For women such as Karalaini, they are optimistic that Nawi will bring new customers, especially those that appreciate the importance of our beautiful environment and will appreciate her products because of it.
Evotia Lifuka, who travelled all the way from Kina Island, expressed her excitement in visiting Nawi island, “We are not new, we are lucky to be here, we need exposure and we want to show the world what we do.”
Her basket designs use distinctive colouring unlike any other, colouring that she mixes herself from the bark of the Kura plant (also known as Noni which is a medicinal plant) and Mangrove trees.
She was also adamant to state that her distinguished colours are made from nature itself and not bought from stores like everyone else.
During their visit to the Island, the ladies were fortunate to meet Nawi’s Investor Advisor, Ron Valenta, who was so elated with the ladies that he asked if they would be interested in renting one of the kiosks located near the Marina Retail Area on Korovesa Island to operate their business from.
“This opportunity will expand their product reach, open up an entirely new customer base and possibly expand their SME businesses. I’m very excited for them.”
By giving local SME businesses a platform, Nawi Island hopes to encourage men, women, and even children throughout the Northern Division to develop innovative ideas that provide services to those visiting this new development in Savusavu.
In the last few months, local business and community members have been engaged to provide 80 per cent of the required services to Nawi Island.
From its caretakers of the lush nursery on the Island, its team of local village grasscutting crew, to main enterprises including the restaurant and bar, supermarket, laundry and recreational activities services, all local SMEs.
“And our aim is to reach 100 per cent local business tenancy by December of this year,” commented Mr Valenta.
Apart from this, Nawi Island also has planned initiatives with the Savusavu Town Council, the local high school, and other social groups to look at ways they can improve the standard of living in Savusavu and open up the doors to opportunities.

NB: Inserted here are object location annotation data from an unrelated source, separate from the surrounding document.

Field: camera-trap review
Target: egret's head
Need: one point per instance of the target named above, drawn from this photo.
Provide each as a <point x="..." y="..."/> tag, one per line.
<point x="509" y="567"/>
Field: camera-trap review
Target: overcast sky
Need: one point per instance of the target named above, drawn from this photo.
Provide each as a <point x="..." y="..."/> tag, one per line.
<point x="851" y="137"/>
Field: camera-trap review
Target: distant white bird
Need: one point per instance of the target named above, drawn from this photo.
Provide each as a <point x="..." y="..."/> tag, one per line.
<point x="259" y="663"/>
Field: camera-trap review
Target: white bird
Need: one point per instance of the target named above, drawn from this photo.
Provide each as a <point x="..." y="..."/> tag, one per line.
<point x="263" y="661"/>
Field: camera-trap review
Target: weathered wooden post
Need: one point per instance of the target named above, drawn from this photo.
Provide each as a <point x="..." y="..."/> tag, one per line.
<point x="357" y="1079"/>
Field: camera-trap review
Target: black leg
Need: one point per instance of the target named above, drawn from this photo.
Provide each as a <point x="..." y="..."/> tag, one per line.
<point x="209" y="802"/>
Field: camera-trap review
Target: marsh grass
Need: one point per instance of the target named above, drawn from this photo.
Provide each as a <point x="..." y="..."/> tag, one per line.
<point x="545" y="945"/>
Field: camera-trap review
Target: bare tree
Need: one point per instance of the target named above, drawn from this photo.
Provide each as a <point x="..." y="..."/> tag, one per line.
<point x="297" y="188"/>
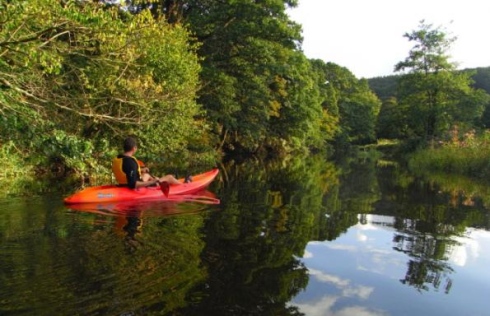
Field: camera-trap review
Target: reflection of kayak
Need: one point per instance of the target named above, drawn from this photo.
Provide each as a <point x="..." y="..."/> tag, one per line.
<point x="165" y="206"/>
<point x="112" y="193"/>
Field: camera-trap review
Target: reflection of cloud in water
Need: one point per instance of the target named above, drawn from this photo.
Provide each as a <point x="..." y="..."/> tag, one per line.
<point x="348" y="290"/>
<point x="361" y="237"/>
<point x="324" y="307"/>
<point x="307" y="254"/>
<point x="470" y="247"/>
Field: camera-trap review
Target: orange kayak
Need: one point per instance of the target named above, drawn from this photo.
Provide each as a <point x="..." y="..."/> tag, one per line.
<point x="112" y="193"/>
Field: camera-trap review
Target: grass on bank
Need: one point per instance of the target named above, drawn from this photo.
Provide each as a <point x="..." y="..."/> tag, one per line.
<point x="468" y="155"/>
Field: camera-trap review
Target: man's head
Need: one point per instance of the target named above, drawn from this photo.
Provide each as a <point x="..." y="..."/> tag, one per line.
<point x="129" y="144"/>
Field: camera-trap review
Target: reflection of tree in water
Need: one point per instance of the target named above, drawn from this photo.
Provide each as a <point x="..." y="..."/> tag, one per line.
<point x="427" y="265"/>
<point x="253" y="243"/>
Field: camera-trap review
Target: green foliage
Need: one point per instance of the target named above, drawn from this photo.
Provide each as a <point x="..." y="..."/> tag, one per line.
<point x="94" y="76"/>
<point x="463" y="154"/>
<point x="258" y="90"/>
<point x="434" y="96"/>
<point x="352" y="101"/>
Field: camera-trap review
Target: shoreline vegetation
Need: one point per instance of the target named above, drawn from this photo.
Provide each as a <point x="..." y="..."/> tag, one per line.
<point x="199" y="83"/>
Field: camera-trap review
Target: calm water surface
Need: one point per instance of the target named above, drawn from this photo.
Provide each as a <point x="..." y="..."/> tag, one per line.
<point x="352" y="237"/>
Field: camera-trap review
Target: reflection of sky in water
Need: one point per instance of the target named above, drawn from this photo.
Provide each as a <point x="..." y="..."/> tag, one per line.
<point x="359" y="274"/>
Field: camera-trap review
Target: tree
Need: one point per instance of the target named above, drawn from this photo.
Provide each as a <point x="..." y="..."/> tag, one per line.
<point x="436" y="96"/>
<point x="106" y="72"/>
<point x="357" y="105"/>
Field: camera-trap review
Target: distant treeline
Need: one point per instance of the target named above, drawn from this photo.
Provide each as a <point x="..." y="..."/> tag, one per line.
<point x="385" y="87"/>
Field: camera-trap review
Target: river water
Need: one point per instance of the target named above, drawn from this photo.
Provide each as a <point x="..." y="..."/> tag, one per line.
<point x="356" y="236"/>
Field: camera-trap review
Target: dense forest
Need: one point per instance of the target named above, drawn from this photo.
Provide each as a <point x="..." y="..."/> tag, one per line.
<point x="197" y="80"/>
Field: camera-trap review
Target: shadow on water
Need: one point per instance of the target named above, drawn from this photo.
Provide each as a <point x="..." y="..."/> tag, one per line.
<point x="242" y="257"/>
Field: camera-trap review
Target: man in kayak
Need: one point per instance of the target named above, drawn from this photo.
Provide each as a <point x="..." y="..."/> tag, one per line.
<point x="128" y="171"/>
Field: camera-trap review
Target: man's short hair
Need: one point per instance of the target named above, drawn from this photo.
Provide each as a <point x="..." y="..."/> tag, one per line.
<point x="129" y="144"/>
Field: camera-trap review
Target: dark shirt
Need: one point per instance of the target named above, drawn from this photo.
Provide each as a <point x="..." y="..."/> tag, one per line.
<point x="130" y="168"/>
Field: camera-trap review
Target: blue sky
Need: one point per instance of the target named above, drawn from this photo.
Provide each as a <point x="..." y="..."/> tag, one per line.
<point x="367" y="36"/>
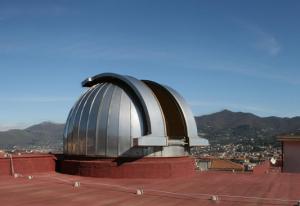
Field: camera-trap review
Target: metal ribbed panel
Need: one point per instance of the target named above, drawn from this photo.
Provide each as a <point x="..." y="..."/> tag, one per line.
<point x="92" y="120"/>
<point x="102" y="121"/>
<point x="113" y="124"/>
<point x="135" y="124"/>
<point x="125" y="141"/>
<point x="84" y="120"/>
<point x="72" y="127"/>
<point x="77" y="122"/>
<point x="114" y="111"/>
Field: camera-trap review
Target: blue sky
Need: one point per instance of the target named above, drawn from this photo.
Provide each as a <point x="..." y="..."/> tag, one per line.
<point x="237" y="55"/>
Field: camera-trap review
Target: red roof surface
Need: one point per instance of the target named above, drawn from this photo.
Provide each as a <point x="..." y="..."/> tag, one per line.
<point x="232" y="189"/>
<point x="223" y="164"/>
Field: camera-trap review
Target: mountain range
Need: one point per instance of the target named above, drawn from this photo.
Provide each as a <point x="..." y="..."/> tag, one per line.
<point x="220" y="128"/>
<point x="238" y="127"/>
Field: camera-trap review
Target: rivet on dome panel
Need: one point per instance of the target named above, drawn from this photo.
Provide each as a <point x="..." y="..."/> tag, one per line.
<point x="122" y="116"/>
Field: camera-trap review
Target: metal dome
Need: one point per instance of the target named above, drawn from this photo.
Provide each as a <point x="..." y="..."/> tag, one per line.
<point x="122" y="116"/>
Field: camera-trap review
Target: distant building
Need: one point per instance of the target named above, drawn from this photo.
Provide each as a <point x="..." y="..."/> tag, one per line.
<point x="290" y="153"/>
<point x="204" y="164"/>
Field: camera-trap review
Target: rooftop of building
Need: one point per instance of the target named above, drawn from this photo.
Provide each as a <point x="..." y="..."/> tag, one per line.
<point x="229" y="188"/>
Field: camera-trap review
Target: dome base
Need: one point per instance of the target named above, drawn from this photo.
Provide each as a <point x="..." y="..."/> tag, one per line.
<point x="147" y="167"/>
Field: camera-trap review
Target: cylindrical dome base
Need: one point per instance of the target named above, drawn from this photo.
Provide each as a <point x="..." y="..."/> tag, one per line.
<point x="147" y="167"/>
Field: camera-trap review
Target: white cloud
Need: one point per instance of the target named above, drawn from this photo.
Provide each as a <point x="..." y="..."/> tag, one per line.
<point x="19" y="125"/>
<point x="263" y="40"/>
<point x="36" y="99"/>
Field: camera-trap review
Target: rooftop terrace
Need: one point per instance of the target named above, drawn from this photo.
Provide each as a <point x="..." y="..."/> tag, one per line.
<point x="229" y="188"/>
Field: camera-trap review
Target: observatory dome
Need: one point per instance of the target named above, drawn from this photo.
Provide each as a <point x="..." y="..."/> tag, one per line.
<point x="122" y="116"/>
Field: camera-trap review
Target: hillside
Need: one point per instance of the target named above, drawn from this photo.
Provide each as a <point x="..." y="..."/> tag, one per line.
<point x="220" y="128"/>
<point x="237" y="127"/>
<point x="46" y="135"/>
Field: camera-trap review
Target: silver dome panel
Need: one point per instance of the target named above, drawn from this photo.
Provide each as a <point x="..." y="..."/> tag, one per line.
<point x="122" y="116"/>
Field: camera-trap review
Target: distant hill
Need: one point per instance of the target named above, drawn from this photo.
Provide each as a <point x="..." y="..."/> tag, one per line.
<point x="45" y="134"/>
<point x="220" y="128"/>
<point x="246" y="128"/>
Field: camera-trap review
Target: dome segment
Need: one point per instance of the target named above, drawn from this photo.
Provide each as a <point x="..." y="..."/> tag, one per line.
<point x="122" y="116"/>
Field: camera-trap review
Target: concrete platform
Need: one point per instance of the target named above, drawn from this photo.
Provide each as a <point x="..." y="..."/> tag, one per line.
<point x="161" y="167"/>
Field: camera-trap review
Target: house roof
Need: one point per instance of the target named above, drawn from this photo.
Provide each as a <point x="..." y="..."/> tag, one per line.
<point x="223" y="164"/>
<point x="291" y="137"/>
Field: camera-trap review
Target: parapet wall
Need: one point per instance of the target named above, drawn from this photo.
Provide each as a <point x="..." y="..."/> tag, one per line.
<point x="127" y="168"/>
<point x="25" y="164"/>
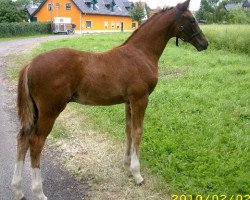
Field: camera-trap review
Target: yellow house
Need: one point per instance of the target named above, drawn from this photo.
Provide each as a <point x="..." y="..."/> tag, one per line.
<point x="88" y="15"/>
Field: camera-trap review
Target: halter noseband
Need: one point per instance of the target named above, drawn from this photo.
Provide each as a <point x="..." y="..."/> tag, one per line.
<point x="181" y="29"/>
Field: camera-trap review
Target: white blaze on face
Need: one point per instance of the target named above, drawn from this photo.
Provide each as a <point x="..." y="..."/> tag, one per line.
<point x="37" y="186"/>
<point x="16" y="183"/>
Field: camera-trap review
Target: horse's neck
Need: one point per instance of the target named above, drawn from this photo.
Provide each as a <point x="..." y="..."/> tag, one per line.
<point x="153" y="36"/>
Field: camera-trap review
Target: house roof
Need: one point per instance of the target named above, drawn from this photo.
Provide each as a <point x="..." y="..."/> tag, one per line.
<point x="120" y="8"/>
<point x="246" y="4"/>
<point x="31" y="10"/>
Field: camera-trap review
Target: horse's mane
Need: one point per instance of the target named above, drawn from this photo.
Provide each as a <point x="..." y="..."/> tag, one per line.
<point x="165" y="9"/>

Mr Valenta was also quick to comment, “We’re an integrated development that is being built on inclusivity, with a focus on the well-being of our surrounding communities and the vital long-term sustainability of our environment.”
As we ended the day, these four inspiring women of the Northern Division were given a private tour of Korovesa Island, where they got a feel for where their new opportunity is to be set up.
Excitement filled the air, amongst lots of planning, talanoa (talking) and happy laughter. And as we bid farewell, we couldn’t help but think… “This is going to be an amazing story!”
This is their story. This will be Nawi’s legacy, fostering hope and prosperity for the Fijian people to thrive!